UCHealth Hematology Clinic - Anschutz Medical Campus1665 Aurora Ct, 2nd Floor, Anschutz Cancer Pavilion, Aurora, CO 80045
Interests & Activities
Eric Pietras, PhD, earned his BA in Biochemistry (magna cum laude with honors) from Knox College in 2001. He subsequently trained for 2 years as a research technician at the University of Chicago, under the mentorship of Dr. Marcus Peter. Eric pursued his PhD at the University of California Los Angeles (UCLA) in the laboratory of Dr. Genhong Cheng, where he identified molecular and systemic pathways that activate immune responses to viral and bacterial pathogens. Following graduation in 2008, Eric started postdoctoral training at the University of California San Francisco (UCSF) under the mentorship of Dr. Emmanuelle Passegué, focusing on identifying the role of pro-inflammatory cytokines in regulating hematopoietic stem cell (HSC) function. After completing his postdoctoral work, Eric was recruited to his current faculty position in the Division of Hematology at the University of Colorado. He is a member of the University of Colorado Cancer Center (UCCC) and holds a secondary faculty appointment in the Department of Immunology and Microbiology. Eric is also affiliated with the Charles C. Gates Center for Regenerative Medicine, the Crnic Institute and the CU RNA Biosciences Initiative. Eric is a member of the Microbiology/Immunology, Cancer Biology, Molecular Biology and Biological Sciences graduate programs. During his training, Eric was the recipient of several intramural and extramural awards, including an NIH K01 Career Development Award funded by the National Institute of Diabetes and Digestive and Kidney Diseases (NIDDK) in 2014. After joining the University of Colorado, Eric was a recipient of the 5-year Sandra Saffer Research Chair at the University of Colorado, and in 2017 was a recipient of the prestigious Boettcher Foundation Webb-Waring Early Career Investigator award, holding the title of Boettcher Investigator. In 2019, Eric was the recipient of the Cleo Meador and George Ryland Scott Endowed Chair of Medicine in Hematology, and was named an Outstanding Early Career Scholar by the CU Department of Medicine. In his spare time Eric is an avid photographer and musician. He has a number of albums to his name as a solo artist or contributor, and since 2014 has hosted a weekly Internet radio show where he presents ambient and experimental music. He also enjoys cycling, hiking and snowshoeing in the mountains.
Education & Training
BA, Knox College (IL) (2001)
PhD, University of California, Los Angeles (2008)
Research & Grants
Webb-Waring Early Career Investigator Award (PI) (2017)

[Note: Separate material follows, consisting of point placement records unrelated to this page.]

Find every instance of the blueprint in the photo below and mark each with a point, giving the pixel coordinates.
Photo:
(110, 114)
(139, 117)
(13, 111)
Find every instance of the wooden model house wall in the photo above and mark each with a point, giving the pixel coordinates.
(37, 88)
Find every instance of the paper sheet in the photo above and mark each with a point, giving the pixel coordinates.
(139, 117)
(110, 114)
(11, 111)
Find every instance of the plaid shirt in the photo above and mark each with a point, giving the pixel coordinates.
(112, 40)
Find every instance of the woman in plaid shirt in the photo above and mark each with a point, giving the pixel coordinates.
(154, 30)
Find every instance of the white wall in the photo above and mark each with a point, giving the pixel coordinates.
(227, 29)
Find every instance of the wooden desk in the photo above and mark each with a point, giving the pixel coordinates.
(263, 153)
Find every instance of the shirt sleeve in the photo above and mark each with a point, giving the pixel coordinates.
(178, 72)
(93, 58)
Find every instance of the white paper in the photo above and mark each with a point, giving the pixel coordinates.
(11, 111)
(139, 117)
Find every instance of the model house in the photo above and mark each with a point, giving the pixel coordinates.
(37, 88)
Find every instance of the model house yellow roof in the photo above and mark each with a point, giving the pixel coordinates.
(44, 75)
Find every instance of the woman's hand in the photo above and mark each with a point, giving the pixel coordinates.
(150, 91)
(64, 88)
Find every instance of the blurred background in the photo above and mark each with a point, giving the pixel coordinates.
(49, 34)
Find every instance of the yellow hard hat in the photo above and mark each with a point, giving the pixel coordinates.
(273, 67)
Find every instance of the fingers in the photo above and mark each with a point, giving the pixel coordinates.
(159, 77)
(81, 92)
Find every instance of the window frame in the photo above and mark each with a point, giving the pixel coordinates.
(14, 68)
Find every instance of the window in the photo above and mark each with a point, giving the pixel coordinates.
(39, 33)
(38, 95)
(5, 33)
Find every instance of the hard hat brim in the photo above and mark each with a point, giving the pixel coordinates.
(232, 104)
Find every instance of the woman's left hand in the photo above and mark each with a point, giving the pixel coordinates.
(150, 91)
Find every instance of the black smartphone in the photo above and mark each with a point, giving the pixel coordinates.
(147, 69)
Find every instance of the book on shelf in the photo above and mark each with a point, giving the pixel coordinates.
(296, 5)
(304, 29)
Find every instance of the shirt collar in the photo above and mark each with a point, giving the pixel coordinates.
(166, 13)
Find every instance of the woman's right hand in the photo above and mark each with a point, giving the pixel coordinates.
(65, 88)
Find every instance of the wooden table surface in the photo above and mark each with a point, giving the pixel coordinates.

Pilot Award (Co-PI w/Angelo D'Alessandro, PhD) (2018)
R01DK119394-01 (PI) (2019)
Outstanding Early Career Scholar Program (2019)
Grand Challenge Grant (PI) (2019)
Research Interests for Patients
The mammalian blood system is a complex tissue that regulates multiple physiological processes including oxygen and nutrient delivery, wound clotting, and defense against infection and other physiological insults via the specialized cells of the immune system. All lineages of blood cells, including those of the immune system, are produced by rare hematopoietic stem cells (HSCs) lodged in the bone marrow, which first generate the blood system during embryonic development and subsequently provide for lifelong blood homeostasis. While much is known about the processes that shape the blood system during homeostasis, less is understood about how this complex tissue responds dynamically to stress. Dr. Pietras’ R01-funded research program focuses on understanding how inflammation, the physiological process initiated by these insults, shapes the blood system by impacting the fate decisions made by HSCs. He is also interested in the molecular and functional consequences, both for HSCs and the blood system at large, of long-term exposure to pro-inflammatory factors in the context of chronic inflammatory diseases and hematological malignancy. The goal of his research is to understand how these factors may reprogram HSCs to make blood in a deregulated fashion that could impact inflammatory diseases and leukemia development, and to identify potential therapeutic targets that can restore normal HSC function in human patients.